A special assessment (also known as a special levy) is a financial contribution that can be imposed on condo owners in addition to their monthly condo contributions (fees). It may be levied as a one-time lump sum or as an additional monthly payment. Special assessments are like a fee and are often proportional to the percentage of common expenses each unit has, as per the declaration. Therefore, a smaller suite’s special assessment will be lower than the one paid by a larger suite.
It is the duty of a condo board to impose a special assessment when necessary, and owners have to comply, as is the case for fees. Owners cannot vote on whether or not to levy a special assessment. However, a board who has failed to have a reserve fund study or has caused the situation that led to the assessment can be voted out by owners at a requisitioned meeting.
If the owners of a condo building believe that the rationale for the special assessment is not well explained or documented, they can requisition a meeting to force the board to discuss the issue. But the board does not have to stop the special assessment. If the board refuses the requisitioned meeting, and owners still believe that the special assessment is unwarranted, owners can requisition a meeting for the purpose of replacing the board. Or owners can have recourse to a lawyer in order to get a court order to stop the special assessment pending a review.
Special assessments can’t be levied if there is a large surplus or if the reserve fund is sufficient to cover the replacement. However, if the replacement or large repairs deplete the reserve fund, then the board has to levy an assessment to bring the reserve fund up to date. Or the board may choose to raise fees in order to top off the reserve fund. Special assessments can’t be levied for repairs that are merely cosmetic to embellish a condo or to accommodate someone’s taste for luxury.

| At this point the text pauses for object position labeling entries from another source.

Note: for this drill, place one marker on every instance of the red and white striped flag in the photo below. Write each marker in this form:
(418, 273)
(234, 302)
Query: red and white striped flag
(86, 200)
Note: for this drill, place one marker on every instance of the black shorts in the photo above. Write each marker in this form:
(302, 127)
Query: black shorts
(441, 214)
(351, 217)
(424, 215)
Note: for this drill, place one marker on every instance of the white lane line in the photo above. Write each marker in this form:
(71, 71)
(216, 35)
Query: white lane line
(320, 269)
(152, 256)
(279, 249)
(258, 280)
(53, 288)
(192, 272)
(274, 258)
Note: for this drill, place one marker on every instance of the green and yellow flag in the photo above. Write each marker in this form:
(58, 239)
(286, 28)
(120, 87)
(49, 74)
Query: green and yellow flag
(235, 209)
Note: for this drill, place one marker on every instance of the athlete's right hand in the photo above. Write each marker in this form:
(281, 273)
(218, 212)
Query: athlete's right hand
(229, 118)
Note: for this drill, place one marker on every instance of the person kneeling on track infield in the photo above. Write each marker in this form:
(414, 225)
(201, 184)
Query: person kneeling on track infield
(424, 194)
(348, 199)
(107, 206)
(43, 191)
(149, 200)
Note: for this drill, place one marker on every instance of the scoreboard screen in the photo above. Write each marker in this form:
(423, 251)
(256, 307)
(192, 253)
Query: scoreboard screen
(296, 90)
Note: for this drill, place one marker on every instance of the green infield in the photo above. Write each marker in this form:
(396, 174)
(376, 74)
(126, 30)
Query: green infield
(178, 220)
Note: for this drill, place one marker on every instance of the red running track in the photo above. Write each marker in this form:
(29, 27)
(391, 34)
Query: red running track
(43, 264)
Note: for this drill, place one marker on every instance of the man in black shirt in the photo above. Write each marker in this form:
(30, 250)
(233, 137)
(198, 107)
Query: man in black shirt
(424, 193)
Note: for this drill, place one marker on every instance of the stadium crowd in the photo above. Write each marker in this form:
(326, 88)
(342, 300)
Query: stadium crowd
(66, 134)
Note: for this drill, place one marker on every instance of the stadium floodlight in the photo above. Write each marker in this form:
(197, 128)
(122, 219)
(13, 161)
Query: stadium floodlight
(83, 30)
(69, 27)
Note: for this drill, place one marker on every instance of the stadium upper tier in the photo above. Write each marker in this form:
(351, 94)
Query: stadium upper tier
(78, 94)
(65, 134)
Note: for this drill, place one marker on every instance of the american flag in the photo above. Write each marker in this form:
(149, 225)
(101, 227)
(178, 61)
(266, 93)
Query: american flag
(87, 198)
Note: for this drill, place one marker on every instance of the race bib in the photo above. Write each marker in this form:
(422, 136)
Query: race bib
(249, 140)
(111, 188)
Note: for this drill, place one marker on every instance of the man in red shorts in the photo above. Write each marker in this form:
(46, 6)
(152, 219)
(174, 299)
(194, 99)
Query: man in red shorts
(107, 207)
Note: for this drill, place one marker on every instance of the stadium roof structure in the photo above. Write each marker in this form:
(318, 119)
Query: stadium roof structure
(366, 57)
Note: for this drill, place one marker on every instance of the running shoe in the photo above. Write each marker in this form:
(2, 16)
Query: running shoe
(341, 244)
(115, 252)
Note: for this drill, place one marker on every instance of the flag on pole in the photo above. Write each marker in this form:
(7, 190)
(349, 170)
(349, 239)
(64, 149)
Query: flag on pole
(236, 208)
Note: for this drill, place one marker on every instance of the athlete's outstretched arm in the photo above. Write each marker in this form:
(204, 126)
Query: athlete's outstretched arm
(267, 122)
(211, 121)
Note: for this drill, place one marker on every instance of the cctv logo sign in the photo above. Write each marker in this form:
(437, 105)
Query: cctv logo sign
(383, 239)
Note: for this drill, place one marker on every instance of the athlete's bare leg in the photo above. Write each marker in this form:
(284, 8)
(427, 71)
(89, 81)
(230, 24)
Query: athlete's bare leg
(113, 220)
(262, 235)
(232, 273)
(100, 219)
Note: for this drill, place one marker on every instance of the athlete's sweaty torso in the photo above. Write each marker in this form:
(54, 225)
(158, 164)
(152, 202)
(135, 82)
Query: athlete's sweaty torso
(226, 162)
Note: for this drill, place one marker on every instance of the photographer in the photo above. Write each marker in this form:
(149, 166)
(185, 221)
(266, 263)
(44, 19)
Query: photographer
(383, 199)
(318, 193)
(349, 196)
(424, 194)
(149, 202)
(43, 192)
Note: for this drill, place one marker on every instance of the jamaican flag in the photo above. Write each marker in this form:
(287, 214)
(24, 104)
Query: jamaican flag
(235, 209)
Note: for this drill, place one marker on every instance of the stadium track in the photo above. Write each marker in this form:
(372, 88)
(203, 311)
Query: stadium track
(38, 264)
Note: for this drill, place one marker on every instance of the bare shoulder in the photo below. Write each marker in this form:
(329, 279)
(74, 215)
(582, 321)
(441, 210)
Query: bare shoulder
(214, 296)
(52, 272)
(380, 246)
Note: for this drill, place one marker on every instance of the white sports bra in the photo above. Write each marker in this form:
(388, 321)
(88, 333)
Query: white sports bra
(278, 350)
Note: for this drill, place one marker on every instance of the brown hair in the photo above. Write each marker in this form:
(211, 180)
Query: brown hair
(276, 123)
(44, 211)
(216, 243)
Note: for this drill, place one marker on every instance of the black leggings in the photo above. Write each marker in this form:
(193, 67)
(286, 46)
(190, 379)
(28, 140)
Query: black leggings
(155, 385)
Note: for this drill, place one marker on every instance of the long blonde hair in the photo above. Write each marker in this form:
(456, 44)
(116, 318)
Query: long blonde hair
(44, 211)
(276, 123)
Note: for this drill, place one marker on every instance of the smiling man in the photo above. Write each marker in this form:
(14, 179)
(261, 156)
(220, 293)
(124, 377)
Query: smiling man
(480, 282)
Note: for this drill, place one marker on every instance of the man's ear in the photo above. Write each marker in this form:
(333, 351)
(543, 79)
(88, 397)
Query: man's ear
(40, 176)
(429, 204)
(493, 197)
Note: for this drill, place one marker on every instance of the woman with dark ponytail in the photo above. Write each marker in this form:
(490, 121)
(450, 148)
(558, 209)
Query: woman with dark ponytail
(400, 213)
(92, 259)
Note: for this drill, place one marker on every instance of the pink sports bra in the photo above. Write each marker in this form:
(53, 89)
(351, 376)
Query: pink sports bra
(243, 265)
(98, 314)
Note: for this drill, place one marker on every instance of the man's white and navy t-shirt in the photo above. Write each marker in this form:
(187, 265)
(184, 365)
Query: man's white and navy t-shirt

Special assessments require careful consideration by boards and adequate communication with owners, including letters, advance notices, and even an information meeting to explain the necessity as well as what would happen without this assessment. There are various ways of levying an assessment: It can be added to the fees for any number of months, paid in installments, or in one lump sum payment.
It should be noted that as soon as special assessments are contemplated, they have to be noted in status certificates so that potential buyers are made aware of this forthcoming expenditure.
So what are the best methods for your condo board to go about a special assessment and get agreement from the owners?
- Determine the scope of the work to be done
- Get advice from professionals - engineers, lawyers etc. and determine preliminary costs. Is there enough money in the reserve fund for these expenses? If there is not, at the board level, discuss how this project will be funded.
- If a condo special assessment will be needed, put that in the minutes and make sure you include this information on the Information statement - the need for a special assessment has been discussed but not yet assessed. It could still be a year or more before you have all the costs to determine the special assessment.
- Once you have preliminary costs, invite the owners to an information night. Be prepared with all the documentation you have accumulated to that point to explain what is going to happen and that there is going to be a special assessment.
- Consider having the corporation’s legal counsel in attendance to explain the legalities of the board’s decision. Expect owner resistance. Your lawyer can explain to the owners that the board is the body that makes these decisions, not the owners. This can be a harsh reality for many owners.
- Once the owners have been informed of the impending special assessment and the reasons for it, keep them informed. Put out periodic updates as to when and how the special assessment will take shape.
- If you decide to assess the owners directly, decide the payment terms. How far in advance will you give them before their first payment is due.